The discussion part–both between the bloggers and presenters, and amongst peers–is always the most interesting and valuable part to me, as I typically walk away with at least as much food for thought as our guests do. So I was pleased that this time the group did a series of roundtable discussions to record their thoughts about the presentations while it was all still fresh in their minds.

At the beginning of the security roundtable, Greg Ferro (@etherealmind) posited that there’s no true penalty for poor IT security, even with breaches happening regularly. Stephen Foskett (@sfoskett) added, “You only have as much security as you can tolerate pain.” There was a general consensus among the group that IT security is more often about maintaining appearances than any serious concerns–“check box security vs real security”, as one member put it.

Terry Slattery pointed out that most of the investment is misdirected: many breaches now come from insider threats–some genuinely malicious internal actors, more often as the result of social engineering.

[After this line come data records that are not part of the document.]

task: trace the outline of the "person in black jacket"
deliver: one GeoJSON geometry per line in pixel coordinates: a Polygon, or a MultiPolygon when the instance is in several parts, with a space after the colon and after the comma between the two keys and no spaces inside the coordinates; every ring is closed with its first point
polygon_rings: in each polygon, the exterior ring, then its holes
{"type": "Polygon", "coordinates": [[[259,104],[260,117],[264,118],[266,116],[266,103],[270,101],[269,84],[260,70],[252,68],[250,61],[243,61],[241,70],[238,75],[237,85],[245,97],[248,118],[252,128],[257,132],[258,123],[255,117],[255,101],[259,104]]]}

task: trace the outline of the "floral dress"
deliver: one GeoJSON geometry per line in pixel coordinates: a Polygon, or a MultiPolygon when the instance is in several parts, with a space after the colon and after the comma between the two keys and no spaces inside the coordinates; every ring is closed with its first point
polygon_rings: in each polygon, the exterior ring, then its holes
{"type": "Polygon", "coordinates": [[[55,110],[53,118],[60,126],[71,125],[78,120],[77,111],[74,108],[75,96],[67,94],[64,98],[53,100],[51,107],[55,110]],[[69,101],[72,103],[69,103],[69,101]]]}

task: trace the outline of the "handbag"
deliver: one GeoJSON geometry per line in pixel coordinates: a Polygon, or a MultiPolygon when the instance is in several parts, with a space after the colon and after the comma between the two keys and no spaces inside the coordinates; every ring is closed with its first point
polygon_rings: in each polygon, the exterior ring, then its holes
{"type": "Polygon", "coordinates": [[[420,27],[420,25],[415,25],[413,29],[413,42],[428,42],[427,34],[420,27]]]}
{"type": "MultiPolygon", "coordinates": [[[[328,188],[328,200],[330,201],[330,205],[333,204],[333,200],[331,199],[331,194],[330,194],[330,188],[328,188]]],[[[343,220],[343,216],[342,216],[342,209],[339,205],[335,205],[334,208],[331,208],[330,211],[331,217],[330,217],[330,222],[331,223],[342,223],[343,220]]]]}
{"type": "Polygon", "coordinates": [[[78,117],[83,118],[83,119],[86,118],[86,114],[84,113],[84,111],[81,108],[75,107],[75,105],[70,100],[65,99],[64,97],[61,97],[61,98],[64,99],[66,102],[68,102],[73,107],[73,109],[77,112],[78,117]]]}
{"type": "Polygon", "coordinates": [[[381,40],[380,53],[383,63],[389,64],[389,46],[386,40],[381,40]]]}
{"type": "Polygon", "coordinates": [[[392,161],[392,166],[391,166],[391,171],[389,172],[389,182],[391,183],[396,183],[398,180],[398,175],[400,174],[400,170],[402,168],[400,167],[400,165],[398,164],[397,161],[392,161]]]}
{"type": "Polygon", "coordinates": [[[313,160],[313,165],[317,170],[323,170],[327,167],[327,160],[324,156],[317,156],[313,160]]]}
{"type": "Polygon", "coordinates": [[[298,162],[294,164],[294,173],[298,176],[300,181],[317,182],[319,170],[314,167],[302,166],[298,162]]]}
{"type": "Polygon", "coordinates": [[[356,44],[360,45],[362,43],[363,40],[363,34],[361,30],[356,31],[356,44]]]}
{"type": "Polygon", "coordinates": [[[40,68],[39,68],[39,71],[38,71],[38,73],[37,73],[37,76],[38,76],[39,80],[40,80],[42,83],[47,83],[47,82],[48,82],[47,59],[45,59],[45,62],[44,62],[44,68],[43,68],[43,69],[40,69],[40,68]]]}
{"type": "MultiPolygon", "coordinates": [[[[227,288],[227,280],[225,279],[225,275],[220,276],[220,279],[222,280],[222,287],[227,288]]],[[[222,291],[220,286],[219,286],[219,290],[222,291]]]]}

But the vast majority of IT security spend is on firewalls located at the network perimeter, guarding against penetration from outside. (Another important consideration of putting all of one’s eggs in the perimeter basket is that it puts all internal assets on equal protection footing. Which means that once the perimeter is breached, they’re all equally accessible. Yet some of your assets are clearly more important to protect than others.)

In a follow-up blog, Phil Gervasi (@network_phil) points out another part of the problem: security is great until it gets in the way of user experience. Then it gets turned off. He concludes that we really just want security theater, not real security.

I don’t think that’s true for most people. (True, there are always the Wallys of the world.) The problem is that year in and year out, the security “best practices” promulgated are always the same–and rarely take into account either shifts in attack vectors (to Terry’s point) or the practical challenges involved in following the “rules”.

Let’s take a look at a copy/paste “best practices” list drawn from a “2016 Security predictions” article that a coworker sent me:

1.”Patch. Everything. On time.” Except that certain apps and OS’s have been certified and even though they’re no longer supported, doing the recertification would be a bigger undertaking than it’s worth. Or an app that has several major corporate processes built around it was written in-house 15 years ago and the people who did it are long since gone. What then?

2. “Protect your hosts. Do application whitelisting.” This assumes that the biggest threat is malware being placed on your hosts, vs exfiltration of data by seemingly legitimate actors.

3. “No admin rights for anyone who can access production data.” and conversely…

4. “No one with admin rights can access data.” which both really come down to…

5. “[Do] Role Based Access.” But what happens when there’s been credential theft, which is at the base of almost half of all attacks, according to the 2015 Verizon Data Breach Investigations Report?

6. “Segregate your networks.” Sure.

7. “If you create code, do solid code assurance.” When would anyone say they don’t do thorough QA in this, the best of all possible worlds? (Musing: It’s a shame Voltaire’s not around to comment on modern InfoSec.) Bugs happen even with the best of intentions and discipline. So what can you do, proactively and reactively, to deal with that reality?

8. “Test and Audit.” Also, brush your teeth twice daily. This assumes, of course, that you have ready access to a toothbrush, toothpaste, clean water and a place to spit. But serious auditing (vs some of the practices Phil makes note of) is a notoriously difficult and time-consuming activity, since it involves pulling together metadata from wildly disparate sources. That’s why there’s a whole industry of audit tools and services.

What it really comes down to is that security won’t be done well unless it can be done easily and non-disruptively: “easily” in terms of set-up (simpler architecture, fewer rules to be individually handcrafted, etc), and “non-disruptively” in terms of application performance.

Technology and tools are never the sole answers to problems that derive from depending on top motivation and perfect execution at all times from ordinary humans. But instead of having unrealistic expectations of human behavior, we can expect more from tools. Limiting fat-fingering opportunities, removing options that are likely to get people into trouble, and certainly redoing hardware architectures to address performance hits can all go a long way toward removing the temptation to take the superficially easier (but more danger-fraught) path.